For most gamers, the honest answer is that a budget Gen5 drive is worth it now mainly because it costs little more than a good Gen4 drive, not because games load dramatically faster. DirectStorage is still early, so the real-world load-time gap is small today. The reason to buy Gen5 at this price is future-proofing and the cool, efficient E31T platform, not a speed jump you will feel in current titles.
What is the Phison E31T controller, and why does it matter for budget Gen5 drives?
The Phison E31T is the controller that made budget Gen5 possible. It is DRAM-less, uses a host memory buffer instead of an onboard cache, and is built on a 7nm process. That makes it run far cooler and draw less power than the first wave of Gen5 controllers. Nearly every sub-200-dollar Gen5 drive in this guide uses it, which is why their real-world performance is so similar.
Do these budget Gen5 SSDs still need a heatsink?
Less than they used to. The E31T runs cool enough that the thermal-throttling panic from first-generation Gen5 drives mostly does not apply. If your motherboard has a built-in M.2 heatsink, the bare picks here are fine as is. If your board lacks one, either buy a pick that includes a heatsink, like the Corsair MP700 Elite, or add an aftermarket one. Our PCIe 5.0 heatsink guide covers the options.
What does DRAM-less mean, and will I notice it in real use?
DRAM-less means the drive has no dedicated onboard memory cache and borrows a slice of your system RAM instead, through a host memory buffer. In gaming and everyday use you will not notice. Where it shows up is sustained, heavy mixed workloads, such as constant large transfers or professional content work, where a DRAM-equipped flagship holds higher performance. For a gaming and general-use drive, DRAM-less is a fair trade for the price.
Is 1 TB enough, or should I spend up to 2 TB?

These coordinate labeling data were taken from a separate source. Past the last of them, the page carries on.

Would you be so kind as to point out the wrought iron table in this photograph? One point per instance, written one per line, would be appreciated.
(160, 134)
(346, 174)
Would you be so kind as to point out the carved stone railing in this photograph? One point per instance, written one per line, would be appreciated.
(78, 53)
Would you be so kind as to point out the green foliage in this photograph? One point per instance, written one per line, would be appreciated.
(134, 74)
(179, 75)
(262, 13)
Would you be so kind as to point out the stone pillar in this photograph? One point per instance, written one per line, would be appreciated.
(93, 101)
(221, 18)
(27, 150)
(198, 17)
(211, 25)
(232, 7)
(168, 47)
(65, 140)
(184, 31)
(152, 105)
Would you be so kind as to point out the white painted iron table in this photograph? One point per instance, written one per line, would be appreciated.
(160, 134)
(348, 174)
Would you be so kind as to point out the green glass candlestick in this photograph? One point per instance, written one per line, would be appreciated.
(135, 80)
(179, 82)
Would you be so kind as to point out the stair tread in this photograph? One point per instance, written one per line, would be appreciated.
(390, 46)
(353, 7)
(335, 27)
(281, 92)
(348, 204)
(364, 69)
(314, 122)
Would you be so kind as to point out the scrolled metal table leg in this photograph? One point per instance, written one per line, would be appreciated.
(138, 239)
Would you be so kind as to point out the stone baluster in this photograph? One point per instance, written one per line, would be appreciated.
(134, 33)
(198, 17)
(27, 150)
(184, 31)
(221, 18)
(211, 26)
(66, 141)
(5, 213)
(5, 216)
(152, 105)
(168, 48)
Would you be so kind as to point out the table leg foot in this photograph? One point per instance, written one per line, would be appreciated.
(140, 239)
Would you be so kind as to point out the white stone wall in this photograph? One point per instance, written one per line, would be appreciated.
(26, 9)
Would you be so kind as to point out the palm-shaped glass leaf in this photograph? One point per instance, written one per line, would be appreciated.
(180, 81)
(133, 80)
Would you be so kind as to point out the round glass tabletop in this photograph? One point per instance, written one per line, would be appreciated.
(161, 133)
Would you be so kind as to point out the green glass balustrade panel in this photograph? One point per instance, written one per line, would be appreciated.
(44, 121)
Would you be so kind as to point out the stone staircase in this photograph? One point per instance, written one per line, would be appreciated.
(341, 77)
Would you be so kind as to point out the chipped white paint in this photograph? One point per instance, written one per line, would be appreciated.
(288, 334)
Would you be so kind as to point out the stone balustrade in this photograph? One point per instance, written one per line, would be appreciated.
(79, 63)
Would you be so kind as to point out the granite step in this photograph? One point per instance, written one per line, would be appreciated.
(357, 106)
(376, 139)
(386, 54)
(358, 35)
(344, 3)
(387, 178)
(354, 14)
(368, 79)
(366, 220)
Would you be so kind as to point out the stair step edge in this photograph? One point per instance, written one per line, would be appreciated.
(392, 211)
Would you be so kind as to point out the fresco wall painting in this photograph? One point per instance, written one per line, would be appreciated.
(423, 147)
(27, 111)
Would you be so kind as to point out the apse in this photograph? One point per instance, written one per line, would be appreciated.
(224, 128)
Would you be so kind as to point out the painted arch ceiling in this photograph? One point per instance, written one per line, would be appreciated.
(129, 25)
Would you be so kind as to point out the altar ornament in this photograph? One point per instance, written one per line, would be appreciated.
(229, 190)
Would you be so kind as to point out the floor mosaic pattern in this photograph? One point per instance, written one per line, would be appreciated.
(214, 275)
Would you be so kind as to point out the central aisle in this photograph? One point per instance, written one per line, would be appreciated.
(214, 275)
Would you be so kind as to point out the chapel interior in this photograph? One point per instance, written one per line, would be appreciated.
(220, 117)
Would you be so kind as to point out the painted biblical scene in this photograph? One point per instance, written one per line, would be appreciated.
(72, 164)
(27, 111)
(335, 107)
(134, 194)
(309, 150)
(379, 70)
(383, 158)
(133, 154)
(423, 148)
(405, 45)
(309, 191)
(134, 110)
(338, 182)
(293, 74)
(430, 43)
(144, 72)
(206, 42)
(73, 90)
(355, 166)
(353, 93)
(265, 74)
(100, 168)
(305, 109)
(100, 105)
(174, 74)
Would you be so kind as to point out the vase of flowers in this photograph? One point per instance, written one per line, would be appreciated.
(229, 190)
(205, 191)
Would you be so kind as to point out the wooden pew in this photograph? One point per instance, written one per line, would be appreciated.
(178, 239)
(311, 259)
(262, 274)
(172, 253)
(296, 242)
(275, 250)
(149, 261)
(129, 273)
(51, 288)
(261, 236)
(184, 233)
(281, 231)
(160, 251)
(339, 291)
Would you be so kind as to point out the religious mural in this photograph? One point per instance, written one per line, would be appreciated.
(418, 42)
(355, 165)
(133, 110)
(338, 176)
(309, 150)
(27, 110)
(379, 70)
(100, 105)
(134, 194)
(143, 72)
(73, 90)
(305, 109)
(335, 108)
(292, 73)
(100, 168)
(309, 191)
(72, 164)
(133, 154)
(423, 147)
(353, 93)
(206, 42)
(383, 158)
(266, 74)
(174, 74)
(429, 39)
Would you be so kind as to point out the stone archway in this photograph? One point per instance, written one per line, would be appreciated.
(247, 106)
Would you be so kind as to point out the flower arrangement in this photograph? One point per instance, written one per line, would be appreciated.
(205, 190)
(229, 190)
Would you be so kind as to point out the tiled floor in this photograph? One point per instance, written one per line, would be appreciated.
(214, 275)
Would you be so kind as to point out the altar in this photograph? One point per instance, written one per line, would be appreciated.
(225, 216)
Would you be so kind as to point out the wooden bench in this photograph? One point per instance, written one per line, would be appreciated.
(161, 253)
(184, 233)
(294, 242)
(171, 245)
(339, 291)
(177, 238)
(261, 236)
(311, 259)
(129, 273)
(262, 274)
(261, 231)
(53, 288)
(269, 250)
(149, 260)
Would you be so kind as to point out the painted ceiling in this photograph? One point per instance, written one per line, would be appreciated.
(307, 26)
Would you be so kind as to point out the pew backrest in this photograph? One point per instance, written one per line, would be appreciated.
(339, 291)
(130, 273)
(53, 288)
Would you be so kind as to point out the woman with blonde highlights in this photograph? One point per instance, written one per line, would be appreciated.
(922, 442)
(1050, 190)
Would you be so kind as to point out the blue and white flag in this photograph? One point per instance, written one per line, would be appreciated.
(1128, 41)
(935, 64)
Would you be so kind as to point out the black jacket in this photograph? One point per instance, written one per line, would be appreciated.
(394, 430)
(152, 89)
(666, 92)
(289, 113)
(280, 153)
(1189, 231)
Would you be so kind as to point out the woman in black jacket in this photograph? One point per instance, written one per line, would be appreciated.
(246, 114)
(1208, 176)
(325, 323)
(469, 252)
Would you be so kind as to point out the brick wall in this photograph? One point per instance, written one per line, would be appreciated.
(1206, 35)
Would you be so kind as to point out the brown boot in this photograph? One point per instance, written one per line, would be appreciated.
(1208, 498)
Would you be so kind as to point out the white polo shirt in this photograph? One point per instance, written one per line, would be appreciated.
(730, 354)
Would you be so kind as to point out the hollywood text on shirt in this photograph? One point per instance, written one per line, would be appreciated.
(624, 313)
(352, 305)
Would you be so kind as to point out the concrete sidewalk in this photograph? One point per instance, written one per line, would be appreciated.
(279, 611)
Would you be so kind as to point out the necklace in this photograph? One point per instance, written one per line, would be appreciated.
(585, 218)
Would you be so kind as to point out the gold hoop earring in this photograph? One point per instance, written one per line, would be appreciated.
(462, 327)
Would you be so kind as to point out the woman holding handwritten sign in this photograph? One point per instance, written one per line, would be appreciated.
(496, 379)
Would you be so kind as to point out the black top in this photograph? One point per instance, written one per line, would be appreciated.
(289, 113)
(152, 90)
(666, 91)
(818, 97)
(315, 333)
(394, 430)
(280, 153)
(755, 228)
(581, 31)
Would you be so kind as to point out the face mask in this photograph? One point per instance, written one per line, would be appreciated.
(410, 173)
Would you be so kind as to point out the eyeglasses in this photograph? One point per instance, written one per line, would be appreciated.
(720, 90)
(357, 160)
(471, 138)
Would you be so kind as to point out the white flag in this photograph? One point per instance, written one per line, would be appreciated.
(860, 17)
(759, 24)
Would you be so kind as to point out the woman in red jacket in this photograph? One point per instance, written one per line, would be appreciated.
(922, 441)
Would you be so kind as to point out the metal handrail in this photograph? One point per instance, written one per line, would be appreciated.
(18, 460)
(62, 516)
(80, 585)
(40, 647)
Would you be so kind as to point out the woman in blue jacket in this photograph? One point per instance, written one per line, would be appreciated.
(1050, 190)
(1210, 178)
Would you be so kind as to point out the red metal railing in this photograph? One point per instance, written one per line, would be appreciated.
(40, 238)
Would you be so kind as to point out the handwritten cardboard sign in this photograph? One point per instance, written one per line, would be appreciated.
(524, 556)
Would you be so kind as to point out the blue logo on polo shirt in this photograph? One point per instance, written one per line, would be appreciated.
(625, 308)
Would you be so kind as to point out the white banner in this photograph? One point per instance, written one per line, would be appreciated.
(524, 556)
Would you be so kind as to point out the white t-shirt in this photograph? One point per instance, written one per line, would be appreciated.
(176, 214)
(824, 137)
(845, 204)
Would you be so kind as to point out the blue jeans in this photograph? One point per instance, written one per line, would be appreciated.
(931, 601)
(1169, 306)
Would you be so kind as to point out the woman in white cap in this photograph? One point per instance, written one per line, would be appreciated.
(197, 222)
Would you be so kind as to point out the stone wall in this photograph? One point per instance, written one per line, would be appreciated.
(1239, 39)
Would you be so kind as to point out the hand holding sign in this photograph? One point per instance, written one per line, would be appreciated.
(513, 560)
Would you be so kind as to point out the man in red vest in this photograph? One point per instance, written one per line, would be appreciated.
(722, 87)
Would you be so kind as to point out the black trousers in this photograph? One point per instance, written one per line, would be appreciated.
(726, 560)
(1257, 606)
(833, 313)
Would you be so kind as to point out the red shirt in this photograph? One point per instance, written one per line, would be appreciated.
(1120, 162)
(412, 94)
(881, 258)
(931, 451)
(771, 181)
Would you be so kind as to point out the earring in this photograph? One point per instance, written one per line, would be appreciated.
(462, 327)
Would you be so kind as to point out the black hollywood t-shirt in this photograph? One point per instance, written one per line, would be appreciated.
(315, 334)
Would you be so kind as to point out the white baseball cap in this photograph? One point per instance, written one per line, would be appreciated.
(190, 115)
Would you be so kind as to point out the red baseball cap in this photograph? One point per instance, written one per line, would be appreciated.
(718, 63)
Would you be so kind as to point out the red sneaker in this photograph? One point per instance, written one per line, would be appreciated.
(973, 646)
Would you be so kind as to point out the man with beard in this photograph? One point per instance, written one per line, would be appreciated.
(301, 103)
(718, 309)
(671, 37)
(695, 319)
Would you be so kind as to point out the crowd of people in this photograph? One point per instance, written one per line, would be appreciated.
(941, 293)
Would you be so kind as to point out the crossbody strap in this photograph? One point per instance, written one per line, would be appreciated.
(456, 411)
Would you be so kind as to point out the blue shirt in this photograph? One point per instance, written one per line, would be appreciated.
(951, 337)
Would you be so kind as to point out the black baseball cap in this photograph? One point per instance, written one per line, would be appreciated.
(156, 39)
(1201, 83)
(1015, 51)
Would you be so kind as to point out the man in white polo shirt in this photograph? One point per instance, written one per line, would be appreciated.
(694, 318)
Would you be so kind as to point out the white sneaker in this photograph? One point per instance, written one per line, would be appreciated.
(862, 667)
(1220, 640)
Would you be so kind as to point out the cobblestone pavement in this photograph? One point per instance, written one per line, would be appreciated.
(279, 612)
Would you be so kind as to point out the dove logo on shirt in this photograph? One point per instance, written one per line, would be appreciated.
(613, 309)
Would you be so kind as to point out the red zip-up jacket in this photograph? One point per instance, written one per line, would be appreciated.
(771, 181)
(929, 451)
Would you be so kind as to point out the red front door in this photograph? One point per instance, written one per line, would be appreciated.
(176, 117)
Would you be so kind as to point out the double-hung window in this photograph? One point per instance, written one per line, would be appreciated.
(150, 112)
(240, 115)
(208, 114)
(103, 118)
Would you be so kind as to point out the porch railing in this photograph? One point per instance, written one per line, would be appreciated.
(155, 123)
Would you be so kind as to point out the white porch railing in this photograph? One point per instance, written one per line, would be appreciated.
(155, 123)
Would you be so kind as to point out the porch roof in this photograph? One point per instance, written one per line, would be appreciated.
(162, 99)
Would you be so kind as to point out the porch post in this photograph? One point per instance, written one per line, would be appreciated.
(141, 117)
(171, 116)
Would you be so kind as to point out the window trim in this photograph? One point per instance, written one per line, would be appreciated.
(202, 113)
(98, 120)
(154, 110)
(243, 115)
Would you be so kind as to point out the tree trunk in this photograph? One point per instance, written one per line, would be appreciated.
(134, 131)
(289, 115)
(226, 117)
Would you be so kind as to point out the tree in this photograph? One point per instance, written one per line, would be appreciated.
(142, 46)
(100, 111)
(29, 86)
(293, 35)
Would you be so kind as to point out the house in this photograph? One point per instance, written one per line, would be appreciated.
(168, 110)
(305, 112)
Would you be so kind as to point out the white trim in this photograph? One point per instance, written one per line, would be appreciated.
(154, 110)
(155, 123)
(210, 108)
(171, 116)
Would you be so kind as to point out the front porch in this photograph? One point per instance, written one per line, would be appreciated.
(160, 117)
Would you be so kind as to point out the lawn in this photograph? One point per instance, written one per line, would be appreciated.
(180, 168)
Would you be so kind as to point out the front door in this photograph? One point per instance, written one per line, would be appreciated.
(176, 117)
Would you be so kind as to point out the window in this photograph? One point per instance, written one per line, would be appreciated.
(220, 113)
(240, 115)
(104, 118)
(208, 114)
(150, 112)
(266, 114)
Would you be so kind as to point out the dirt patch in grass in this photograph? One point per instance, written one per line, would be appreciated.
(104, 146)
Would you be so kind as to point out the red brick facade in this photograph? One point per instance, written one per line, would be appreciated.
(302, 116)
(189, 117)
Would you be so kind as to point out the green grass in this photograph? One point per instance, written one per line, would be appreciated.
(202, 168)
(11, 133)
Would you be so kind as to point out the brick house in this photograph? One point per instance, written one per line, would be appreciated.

Spend up to 2 TB if you can. A single 1 TB drive fills fast in 2026 because modern AAA installs routinely cross 100 GB, and a half-full drive is a few games away from a cleanup chore. 1 TB is fine as a dedicated boot drive paired with bulk storage, or on a genuinely tight budget. Otherwise the 2 TB Crucial P510 is the pick that you will not outgrow in a season.
Will a budget Gen5 SSD work in my Gen4 motherboard?
Yes. Every drive here is backward compatible with PCIe 4.0 and 3.0 slots. It will run at the slower interface speed, so you give up the Gen5 throughput, but the drive works normally. That said, if your board only has Gen4 slots, you are usually better served by a good Gen4 drive at a lower price than by paying for Gen5 speed you cannot use yet.